MM: Laser machining combines the best aspects of a traditional multi-axis machining center and a precision wire-EDM while offering these combined benefits at high processing speeds. Lasers perform machining without making physical contact with the material they remove. This eliminates the need for machining lubricants and the concern that precision and repeatability will be lost as contact tooling begins to wear.

A laser’s precise, non-contact material removal ability allows for the machining of soft polymers from delicate substrates, such as insulated wire and thin-wall tubing. Many lasers can perform multiple machining operations, such as marking, etching, cutting, and welding, depending upon the materials with which they interact and their process parameters.

Question 3: In what areas are machined components seeing increased growth in medical device manufacturing?

IL: Laser micromachining is for those who must think small and very precise. Whether you Laser drill, cut, or weld; using Yag and Eximer technologies should be considered your method of choice for achieving the highest tolerance and precision when producing catheters, implants, filters, flow orifices, microholes, performs, etc.

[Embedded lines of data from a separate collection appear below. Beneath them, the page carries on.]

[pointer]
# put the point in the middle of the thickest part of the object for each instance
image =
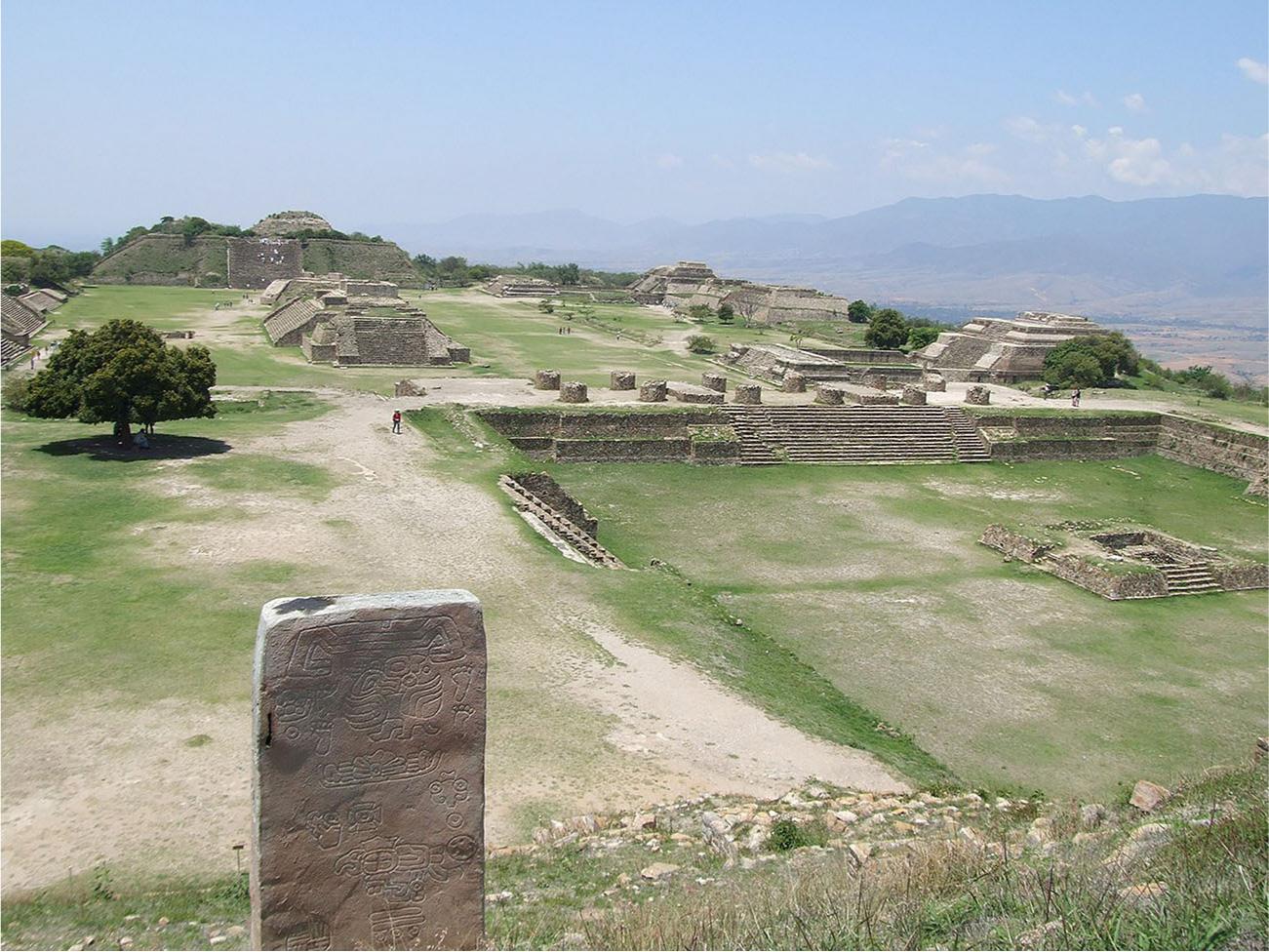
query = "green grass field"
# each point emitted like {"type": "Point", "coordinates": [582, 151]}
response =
{"type": "Point", "coordinates": [84, 561]}
{"type": "Point", "coordinates": [872, 576]}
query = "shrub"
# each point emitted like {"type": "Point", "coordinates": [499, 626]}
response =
{"type": "Point", "coordinates": [785, 834]}
{"type": "Point", "coordinates": [700, 344]}
{"type": "Point", "coordinates": [888, 330]}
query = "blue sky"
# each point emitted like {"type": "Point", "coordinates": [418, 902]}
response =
{"type": "Point", "coordinates": [378, 113]}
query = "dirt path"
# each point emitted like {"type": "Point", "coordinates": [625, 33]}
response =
{"type": "Point", "coordinates": [165, 787]}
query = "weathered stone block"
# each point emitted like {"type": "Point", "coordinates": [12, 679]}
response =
{"type": "Point", "coordinates": [368, 779]}
{"type": "Point", "coordinates": [653, 392]}
{"type": "Point", "coordinates": [1147, 796]}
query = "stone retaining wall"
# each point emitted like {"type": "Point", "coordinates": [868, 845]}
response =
{"type": "Point", "coordinates": [551, 493]}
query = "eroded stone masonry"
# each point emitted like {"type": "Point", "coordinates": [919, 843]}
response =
{"type": "Point", "coordinates": [368, 780]}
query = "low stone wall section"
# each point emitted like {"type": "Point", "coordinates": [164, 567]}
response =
{"type": "Point", "coordinates": [551, 493]}
{"type": "Point", "coordinates": [1238, 577]}
{"type": "Point", "coordinates": [653, 391]}
{"type": "Point", "coordinates": [1236, 454]}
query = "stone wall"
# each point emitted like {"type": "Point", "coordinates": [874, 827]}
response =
{"type": "Point", "coordinates": [168, 260]}
{"type": "Point", "coordinates": [1245, 456]}
{"type": "Point", "coordinates": [551, 493]}
{"type": "Point", "coordinates": [1235, 577]}
{"type": "Point", "coordinates": [1012, 543]}
{"type": "Point", "coordinates": [1105, 436]}
{"type": "Point", "coordinates": [1149, 582]}
{"type": "Point", "coordinates": [257, 263]}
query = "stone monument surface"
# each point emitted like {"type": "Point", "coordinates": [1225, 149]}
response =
{"type": "Point", "coordinates": [368, 775]}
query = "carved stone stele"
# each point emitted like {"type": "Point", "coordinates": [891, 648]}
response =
{"type": "Point", "coordinates": [368, 777]}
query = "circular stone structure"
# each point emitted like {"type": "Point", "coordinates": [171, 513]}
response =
{"type": "Point", "coordinates": [653, 391]}
{"type": "Point", "coordinates": [715, 381]}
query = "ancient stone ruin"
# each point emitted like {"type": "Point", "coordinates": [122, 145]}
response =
{"type": "Point", "coordinates": [368, 780]}
{"type": "Point", "coordinates": [688, 283]}
{"type": "Point", "coordinates": [1126, 561]}
{"type": "Point", "coordinates": [521, 286]}
{"type": "Point", "coordinates": [557, 517]}
{"type": "Point", "coordinates": [1002, 350]}
{"type": "Point", "coordinates": [348, 340]}
{"type": "Point", "coordinates": [546, 379]}
{"type": "Point", "coordinates": [775, 362]}
{"type": "Point", "coordinates": [654, 391]}
{"type": "Point", "coordinates": [18, 323]}
{"type": "Point", "coordinates": [713, 381]}
{"type": "Point", "coordinates": [692, 394]}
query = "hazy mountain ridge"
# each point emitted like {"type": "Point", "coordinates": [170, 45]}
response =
{"type": "Point", "coordinates": [1162, 258]}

MM: Two areas of medical device manufacturing where laser machined components are experiencing rapid acceptance and seeing increased growth are the polymer bodies of long term implantable pacing and stimulation leads and the polymer shafts and insulated wire assemblies of catheter systems that sense and transmit signals. In both cases, the quest to provide higher functioning devices in ever smaller formats has led medical device designers away from conventional machining and toward laser machining. Non-contact drilling and contouring of soft durometer multi-lumen tube bodies and sublimated removal of coating from hair-thin conductors achieves the desired machining effect while safeguarding substrate layers. Laser machining allows device OEMs to push the performance limits of their chosen polymer materials, and push the precision limits of the features that are machined in those materials.